O que deveria ser feito para tornar mais transparente o processo decisório?
O processo ficaria mais transparente, por exemplo, se as reuniões em que decisões importantes são concebidas fossem abertas a um membro do Conselho Fiscal e de um sócio da Associação dos Empregados da estatal, para acompanhar todo o processo decisório, embora sem direito a voto.
A produção de Santo Antônio vai ser destinada integralmente à produção de alumínio?

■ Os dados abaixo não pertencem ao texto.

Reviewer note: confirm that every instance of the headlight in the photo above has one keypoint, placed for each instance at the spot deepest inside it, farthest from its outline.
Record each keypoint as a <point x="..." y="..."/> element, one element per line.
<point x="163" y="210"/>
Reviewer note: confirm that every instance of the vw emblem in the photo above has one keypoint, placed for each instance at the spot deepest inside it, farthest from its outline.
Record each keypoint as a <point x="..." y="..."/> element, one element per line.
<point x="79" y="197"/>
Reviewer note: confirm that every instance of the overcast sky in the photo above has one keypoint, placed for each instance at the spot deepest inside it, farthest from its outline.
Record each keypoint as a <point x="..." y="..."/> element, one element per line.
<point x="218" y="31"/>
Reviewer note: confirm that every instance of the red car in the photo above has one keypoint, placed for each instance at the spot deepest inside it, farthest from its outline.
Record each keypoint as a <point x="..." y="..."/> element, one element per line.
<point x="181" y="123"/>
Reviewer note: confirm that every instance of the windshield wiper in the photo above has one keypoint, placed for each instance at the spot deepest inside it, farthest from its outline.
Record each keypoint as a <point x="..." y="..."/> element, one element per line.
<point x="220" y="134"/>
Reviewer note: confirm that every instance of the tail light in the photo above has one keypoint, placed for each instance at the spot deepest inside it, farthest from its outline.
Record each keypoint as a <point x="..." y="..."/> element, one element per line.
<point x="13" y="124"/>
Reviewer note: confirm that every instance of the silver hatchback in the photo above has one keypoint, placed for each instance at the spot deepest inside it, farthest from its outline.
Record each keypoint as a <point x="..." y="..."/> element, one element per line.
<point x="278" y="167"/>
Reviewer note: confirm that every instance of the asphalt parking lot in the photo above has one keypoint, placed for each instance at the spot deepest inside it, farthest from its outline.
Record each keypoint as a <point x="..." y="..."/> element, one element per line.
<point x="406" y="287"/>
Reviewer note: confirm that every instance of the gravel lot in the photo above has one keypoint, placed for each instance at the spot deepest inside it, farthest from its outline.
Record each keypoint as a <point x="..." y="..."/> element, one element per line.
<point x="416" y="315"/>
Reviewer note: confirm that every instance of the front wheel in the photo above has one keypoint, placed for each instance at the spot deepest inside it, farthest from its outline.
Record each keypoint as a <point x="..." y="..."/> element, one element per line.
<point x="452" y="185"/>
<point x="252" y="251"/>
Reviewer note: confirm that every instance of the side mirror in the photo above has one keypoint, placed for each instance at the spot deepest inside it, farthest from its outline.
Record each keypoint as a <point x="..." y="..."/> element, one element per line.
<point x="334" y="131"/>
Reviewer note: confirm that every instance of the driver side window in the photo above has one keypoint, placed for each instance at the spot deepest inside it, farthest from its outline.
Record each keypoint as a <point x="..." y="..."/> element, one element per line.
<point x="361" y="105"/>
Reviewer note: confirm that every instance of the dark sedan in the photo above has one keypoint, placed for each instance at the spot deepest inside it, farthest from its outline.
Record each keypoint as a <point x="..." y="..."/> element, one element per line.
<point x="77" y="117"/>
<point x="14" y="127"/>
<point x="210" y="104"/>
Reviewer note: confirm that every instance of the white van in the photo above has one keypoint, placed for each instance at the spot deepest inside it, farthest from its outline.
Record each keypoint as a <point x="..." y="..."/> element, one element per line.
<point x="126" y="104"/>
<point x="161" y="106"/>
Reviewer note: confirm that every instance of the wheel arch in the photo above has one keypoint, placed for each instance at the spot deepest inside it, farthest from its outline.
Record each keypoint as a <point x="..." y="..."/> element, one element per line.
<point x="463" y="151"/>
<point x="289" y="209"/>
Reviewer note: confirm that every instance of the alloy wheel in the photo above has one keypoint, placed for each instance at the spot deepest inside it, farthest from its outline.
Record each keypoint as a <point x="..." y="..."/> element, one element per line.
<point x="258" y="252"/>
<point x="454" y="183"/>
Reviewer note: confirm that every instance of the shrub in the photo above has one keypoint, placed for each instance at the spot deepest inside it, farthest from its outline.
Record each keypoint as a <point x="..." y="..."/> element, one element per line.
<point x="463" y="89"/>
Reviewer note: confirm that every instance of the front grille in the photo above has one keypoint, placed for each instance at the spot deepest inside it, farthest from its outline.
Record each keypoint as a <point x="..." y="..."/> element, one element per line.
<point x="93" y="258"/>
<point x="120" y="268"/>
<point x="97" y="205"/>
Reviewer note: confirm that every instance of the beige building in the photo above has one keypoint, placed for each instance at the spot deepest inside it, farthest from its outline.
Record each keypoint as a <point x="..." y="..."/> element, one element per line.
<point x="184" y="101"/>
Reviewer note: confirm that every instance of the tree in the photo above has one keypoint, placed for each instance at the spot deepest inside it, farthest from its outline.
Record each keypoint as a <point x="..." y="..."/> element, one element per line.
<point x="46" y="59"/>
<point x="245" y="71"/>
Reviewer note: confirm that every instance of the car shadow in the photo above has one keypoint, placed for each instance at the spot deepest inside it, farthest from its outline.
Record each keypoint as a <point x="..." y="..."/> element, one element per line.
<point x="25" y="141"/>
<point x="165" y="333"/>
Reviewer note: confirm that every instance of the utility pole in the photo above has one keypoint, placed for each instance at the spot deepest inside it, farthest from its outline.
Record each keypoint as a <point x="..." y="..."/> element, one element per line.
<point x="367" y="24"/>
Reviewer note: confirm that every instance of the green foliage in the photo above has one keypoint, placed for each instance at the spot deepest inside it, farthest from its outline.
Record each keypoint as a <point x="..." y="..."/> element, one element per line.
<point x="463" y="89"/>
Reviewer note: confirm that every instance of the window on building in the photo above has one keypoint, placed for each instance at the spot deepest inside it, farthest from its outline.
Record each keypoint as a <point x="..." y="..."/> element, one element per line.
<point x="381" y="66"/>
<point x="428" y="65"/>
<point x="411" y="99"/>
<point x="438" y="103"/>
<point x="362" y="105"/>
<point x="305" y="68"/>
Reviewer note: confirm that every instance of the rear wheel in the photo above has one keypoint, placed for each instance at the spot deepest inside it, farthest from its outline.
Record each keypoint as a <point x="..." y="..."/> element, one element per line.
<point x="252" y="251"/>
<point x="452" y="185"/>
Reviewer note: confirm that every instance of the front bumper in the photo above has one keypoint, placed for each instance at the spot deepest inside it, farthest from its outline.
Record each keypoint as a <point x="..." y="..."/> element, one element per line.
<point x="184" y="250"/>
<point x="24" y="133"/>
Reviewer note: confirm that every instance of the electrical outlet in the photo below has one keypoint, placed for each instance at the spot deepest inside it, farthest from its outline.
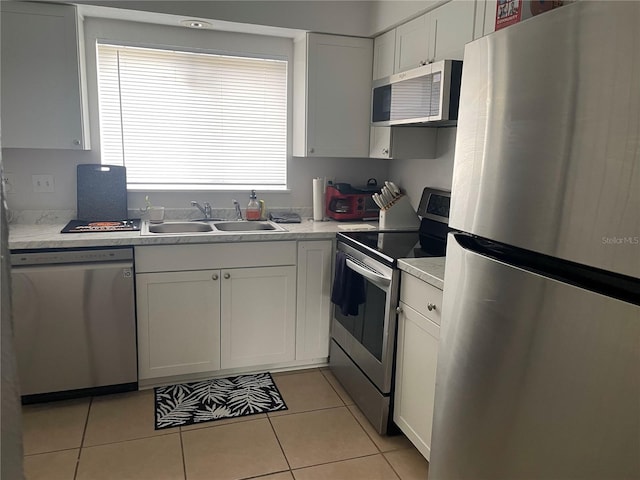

Também aí as informações oficiais são escassas, se não confusas. A meu ver, seria um grave erro que se destinasse a energia dessas hidrelétricas para a produção de alumínio. Atualmente, o Brasil produz algo em torno de 1,4 milhão de toneladas de alumínio por ano, das quais exporta cerca de 75%, ou seja, 1,05 milhão de toneladas. A produção de alumínio requer, aproximadamente, 17 mil kWh de eletricidade por tonelada do produto e a eletricidade fornecida às fábricas de alumínio recebe subsídios importantes, portanto, a cada tonelada exportada, o Brasil está "doando" dinheiro a grupos privilegiados. E, além disso, a produção de alumínio é muito agressiva ao meio ambiente.
Há uma saída alternativa?
Seria razoável que se fornecesse eletricidade subvencionada para fábricas de alumínio até a medida do consumo interno, mas investir na construção de hidrelétricas, para entregar eletricidade abaixo do custo a fábricas altamente poluidoras que exportam 75% da produção é pior do que dar tiros nos pés. Caso isso aconteça, aí sim, os índios e as ONGs da vida terão todo o direito de protestar contra as hidrelétricas amazônicas. Por outro lado, é muito estranho que o governo tenha retirado as eclusas do projeto. O plano original previa algumas eclusas, para formar uma hidrovia ligando o interior da Bolívia ao Rio Amazonas, numa extensão de aproximadamente 4 mil km. Isso daria um grande impulso ao desenvolvimento de toda aquela região. Com as eclusas, o custo da eletricidade gerada em Santo Antônio e Jirau ficaria aumentado em apenas cerca de R$ 18 por Mwh. Será que tiraram as eclusas para poder entregar eletricidade mais barata aos fabricantes de alumínio? Não sei, mas sei que o lobby deles é muito forte.
Os negócios com alumínio ao menos geram empregos e divisas em quantidade considerável?
Os empregos gerados são escassos, insalubres e em faixas de baixos salários - a não ser os salários dos poucos diretores e gerentes locais, que, aliás, não passam de prepostos, encarregados de executar as decisões das verdadeiras diretorias das empresas estrangeiras que fabricam alumínio aqui.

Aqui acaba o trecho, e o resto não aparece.